Following the transaction, 1st Bank Yuma CEO Wayne Gale will serve as an executive consultant since his “wisdom about these new markets for OneAZ will be invaluable as we strategically grow to serve more Arizonans,” Michaels said.
“We believe that this partnership is a good fit not only for our customers but also for our dedicated employees and the communities we proudly serve,” Gale said in a statement.
OneAZ doesn’t plan to close any branches because of the acquisition, Michaels said, adding that employees at both the bank and credit union can expect future growth opportunities.
Michaels stressed the importance of digital capabilities and fintech integration, driving banks and credit unions to seek mergers and acquisitions to stay competitive.
“Rising costs related to compliance, cybersecurity and operations have pushed many financial institutions to want to consolidate as a way to achieve economies of scale,” Michaels said. “By merging or through acquisition, banks and credit unions can … streamline operations and boost profitability in a challenging market, which provides additional resources for more innovative technology as well as community involvement.”
However, higher interest rates, regulatory scrutiny, changing consumer expectations, recession concerns, inflation and global instability have affected M&A activity, leading to a more selective and strategic focus on long-term alignment and stability, Michaels said.
“Regulators are focusing more on risk management governance, leading to heightened scrutiny of any potential deals,” Michaels said. “This has slowed the pace of M&A deals, especially for smaller institutions.”
If M&A has slowed, observers – at least at the intersection of credit unions and banks – might not be able to tell.
The 17 announced whole-bank purchases by credit unions this year come in addition to three partial-bank deals.

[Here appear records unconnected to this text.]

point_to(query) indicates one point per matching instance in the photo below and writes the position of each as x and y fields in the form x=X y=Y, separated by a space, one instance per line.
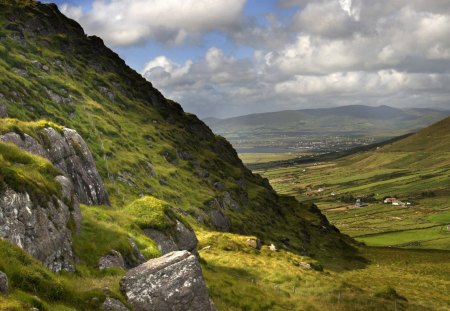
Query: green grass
x=23 y=171
x=143 y=138
x=240 y=278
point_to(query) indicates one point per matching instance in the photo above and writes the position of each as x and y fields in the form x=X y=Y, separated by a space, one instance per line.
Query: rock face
x=111 y=304
x=182 y=239
x=4 y=288
x=43 y=231
x=112 y=259
x=173 y=282
x=68 y=152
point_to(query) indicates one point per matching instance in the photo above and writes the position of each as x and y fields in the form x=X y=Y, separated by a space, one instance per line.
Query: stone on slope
x=182 y=239
x=4 y=288
x=70 y=153
x=111 y=304
x=173 y=282
x=110 y=260
x=42 y=231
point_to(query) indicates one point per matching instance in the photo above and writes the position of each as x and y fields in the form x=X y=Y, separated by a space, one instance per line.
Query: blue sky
x=230 y=57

The transactions, though, irk trade groups like the Independent Community Bankers of America, which argues that credit unions’ tax-exempt status allows them to offer higher purchase prices than banks.
The board of directors of OneAZ and 1st Bank Yuma approved the transaction Tuesday after extensive due diligence and collaboration with both teams to ensure the partnership would benefit both, Michaels said.